Re: Backup is too slow

От
William Yu
Дата:
John Jensen wrote:
> Hi Greg & others.
> I run this on a 4 cpu smp box (Dell PE6650+EMC AX100) so I already
> offload pg_dump, gzip and split to other cpu's. Top confirms this:
> postmaster = 95% cpu ie. it uses one cpu completely. Unless I can get
> postmaster to do less work (that's what I'm looking for) or run multiple
> threads (not likely) that's about the best I can get.
>
> The job is clearly cpu bound in the postmaster process.

Hmmm, when I upgraded my Opteron box to 64-bit linux, my dump->gzip ran
twice as fast which told me the gzip was a bit part of the CPU usage.
Dunno what else you can do to make it run faster. My backups -- even on
64-bit -- still take 20 minutes on a 30GB DB.

>
> I'm a bit reluctant to go into the snapshot option You outline. It
> looks a bit tricky but if no other options are on hand then I'll have to
> bite the bullet.

Snapshot is much easier if you use LVM. No need to do any postgres
trickery.

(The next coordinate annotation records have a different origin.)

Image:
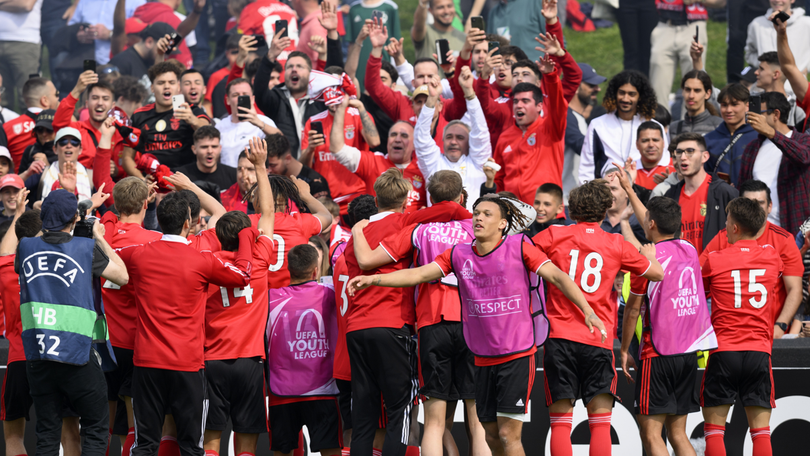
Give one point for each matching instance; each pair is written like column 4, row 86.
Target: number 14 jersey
column 592, row 257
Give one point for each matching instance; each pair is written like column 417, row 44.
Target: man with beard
column 99, row 101
column 277, row 103
column 629, row 101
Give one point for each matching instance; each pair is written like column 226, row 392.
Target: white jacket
column 471, row 166
column 762, row 38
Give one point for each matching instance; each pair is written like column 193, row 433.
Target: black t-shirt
column 131, row 63
column 166, row 137
column 224, row 176
column 318, row 186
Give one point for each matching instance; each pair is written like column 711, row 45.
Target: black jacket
column 275, row 104
column 717, row 198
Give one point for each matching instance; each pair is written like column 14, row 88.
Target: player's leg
column 676, row 434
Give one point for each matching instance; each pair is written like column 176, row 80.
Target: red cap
column 11, row 180
column 134, row 25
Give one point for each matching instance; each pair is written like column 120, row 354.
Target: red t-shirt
column 10, row 293
column 119, row 302
column 342, row 183
column 693, row 208
column 235, row 318
column 289, row 230
column 533, row 259
column 741, row 280
column 170, row 283
column 783, row 242
column 592, row 258
column 340, row 277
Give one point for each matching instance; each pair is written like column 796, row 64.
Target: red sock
column 715, row 444
column 599, row 423
column 168, row 446
column 762, row 441
column 561, row 434
column 130, row 440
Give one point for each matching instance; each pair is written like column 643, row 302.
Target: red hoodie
column 153, row 12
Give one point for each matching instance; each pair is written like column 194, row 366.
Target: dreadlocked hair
column 514, row 218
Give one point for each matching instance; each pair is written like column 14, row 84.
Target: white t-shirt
column 235, row 137
column 21, row 26
column 766, row 169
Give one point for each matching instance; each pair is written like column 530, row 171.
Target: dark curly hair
column 646, row 95
column 589, row 202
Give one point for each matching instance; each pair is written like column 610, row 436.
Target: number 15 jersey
column 592, row 258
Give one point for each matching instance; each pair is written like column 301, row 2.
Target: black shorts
column 745, row 373
column 236, row 391
column 667, row 385
column 16, row 397
column 321, row 417
column 119, row 381
column 503, row 388
column 445, row 363
column 573, row 370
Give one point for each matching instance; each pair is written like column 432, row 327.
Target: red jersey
column 235, row 318
column 383, row 307
column 741, row 280
column 534, row 157
column 10, row 294
column 343, row 184
column 372, row 165
column 693, row 208
column 170, row 283
column 783, row 242
column 260, row 18
column 289, row 230
column 592, row 258
column 119, row 302
column 20, row 134
column 340, row 277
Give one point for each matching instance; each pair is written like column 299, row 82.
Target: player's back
column 741, row 280
column 592, row 258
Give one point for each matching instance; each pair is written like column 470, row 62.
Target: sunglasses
column 73, row 142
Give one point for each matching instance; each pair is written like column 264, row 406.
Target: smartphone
column 442, row 48
column 755, row 104
column 782, row 16
column 281, row 24
column 478, row 22
column 260, row 41
column 90, row 65
column 317, row 127
column 177, row 102
column 242, row 102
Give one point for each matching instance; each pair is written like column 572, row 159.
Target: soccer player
column 741, row 280
column 666, row 386
column 445, row 361
column 169, row 340
column 504, row 365
column 234, row 321
column 300, row 337
column 576, row 364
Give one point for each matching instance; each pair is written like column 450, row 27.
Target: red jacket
column 153, row 12
column 90, row 136
column 534, row 157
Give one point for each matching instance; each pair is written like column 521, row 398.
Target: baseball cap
column 67, row 131
column 134, row 26
column 590, row 76
column 45, row 119
column 421, row 90
column 11, row 180
column 58, row 209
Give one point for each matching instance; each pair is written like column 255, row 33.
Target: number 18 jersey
column 592, row 258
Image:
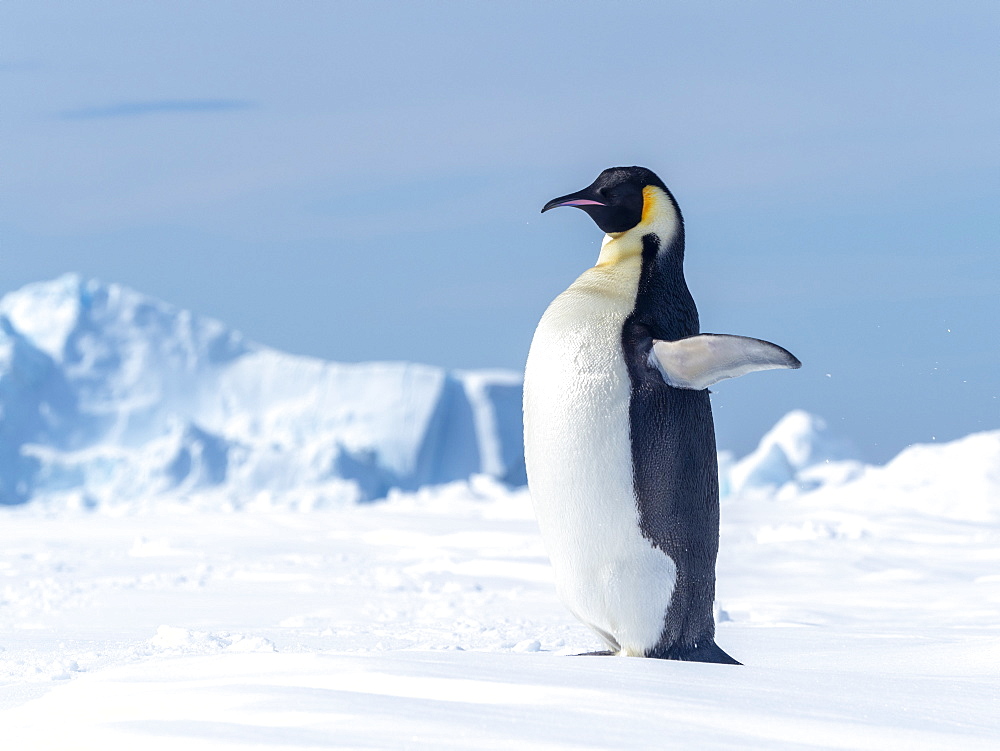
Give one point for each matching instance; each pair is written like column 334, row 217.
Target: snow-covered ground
column 866, row 611
column 184, row 562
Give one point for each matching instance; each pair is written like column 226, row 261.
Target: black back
column 674, row 462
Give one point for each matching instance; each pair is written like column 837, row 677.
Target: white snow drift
column 109, row 396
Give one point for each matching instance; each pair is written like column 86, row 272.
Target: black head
column 614, row 199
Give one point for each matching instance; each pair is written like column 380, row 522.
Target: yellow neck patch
column 658, row 217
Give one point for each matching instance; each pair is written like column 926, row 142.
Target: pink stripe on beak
column 581, row 202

Just freeze the volume at the kernel level.

Re: Backup is too slow

От
Tom Lane
Дата:
"John Jensen" <JRJ@ft.fo> writes:
> The job is clearly cpu bound in the postmaster process.

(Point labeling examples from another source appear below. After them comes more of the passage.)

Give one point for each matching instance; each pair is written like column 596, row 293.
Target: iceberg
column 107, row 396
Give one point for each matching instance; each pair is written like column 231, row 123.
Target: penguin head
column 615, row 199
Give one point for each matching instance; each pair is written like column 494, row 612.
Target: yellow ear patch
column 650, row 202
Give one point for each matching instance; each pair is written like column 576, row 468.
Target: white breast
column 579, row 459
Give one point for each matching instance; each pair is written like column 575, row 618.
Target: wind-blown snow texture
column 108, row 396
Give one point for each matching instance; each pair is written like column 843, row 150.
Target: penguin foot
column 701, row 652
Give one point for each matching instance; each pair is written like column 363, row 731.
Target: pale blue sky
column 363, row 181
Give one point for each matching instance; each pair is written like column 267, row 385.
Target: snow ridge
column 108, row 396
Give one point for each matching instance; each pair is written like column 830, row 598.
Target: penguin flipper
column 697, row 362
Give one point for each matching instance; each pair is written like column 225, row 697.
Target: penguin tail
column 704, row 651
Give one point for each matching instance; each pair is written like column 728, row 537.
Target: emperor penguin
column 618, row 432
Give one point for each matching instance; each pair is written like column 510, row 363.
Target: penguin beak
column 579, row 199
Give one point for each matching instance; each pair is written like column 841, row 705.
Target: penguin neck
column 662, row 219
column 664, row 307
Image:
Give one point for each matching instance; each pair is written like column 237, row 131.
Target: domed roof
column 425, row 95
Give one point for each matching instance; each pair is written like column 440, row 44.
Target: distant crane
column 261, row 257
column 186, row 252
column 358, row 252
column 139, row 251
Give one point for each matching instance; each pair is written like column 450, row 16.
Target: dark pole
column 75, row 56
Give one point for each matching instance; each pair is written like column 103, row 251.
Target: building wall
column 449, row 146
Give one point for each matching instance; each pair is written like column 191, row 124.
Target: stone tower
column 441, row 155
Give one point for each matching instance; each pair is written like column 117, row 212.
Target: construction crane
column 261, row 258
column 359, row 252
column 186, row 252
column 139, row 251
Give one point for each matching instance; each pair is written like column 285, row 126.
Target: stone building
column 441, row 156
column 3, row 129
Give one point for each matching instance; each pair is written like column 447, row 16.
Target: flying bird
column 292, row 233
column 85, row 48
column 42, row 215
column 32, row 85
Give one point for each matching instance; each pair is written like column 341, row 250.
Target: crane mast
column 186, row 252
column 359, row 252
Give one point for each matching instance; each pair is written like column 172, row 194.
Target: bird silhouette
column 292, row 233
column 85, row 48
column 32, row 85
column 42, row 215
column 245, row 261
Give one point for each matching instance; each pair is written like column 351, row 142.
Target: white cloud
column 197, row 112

Which part of the dump process is CPU bound --- dumping schema, or data?
(Try enabling log_statement for the pg_dump run and correlating the
appearance of queries in the postmaster log with the CPU usage.)

If it's schema-bound, maybe you need to vacuum/analyze your system
catalogs a bit more aggressively.

If it's data-bound, I'm not sure what you can do other than switch to
datatypes that are cheaper to convert to text form.  It would be
interesting to find out where the problem is, though, in case there's
something we can fix for future releases.

            regards, tom lane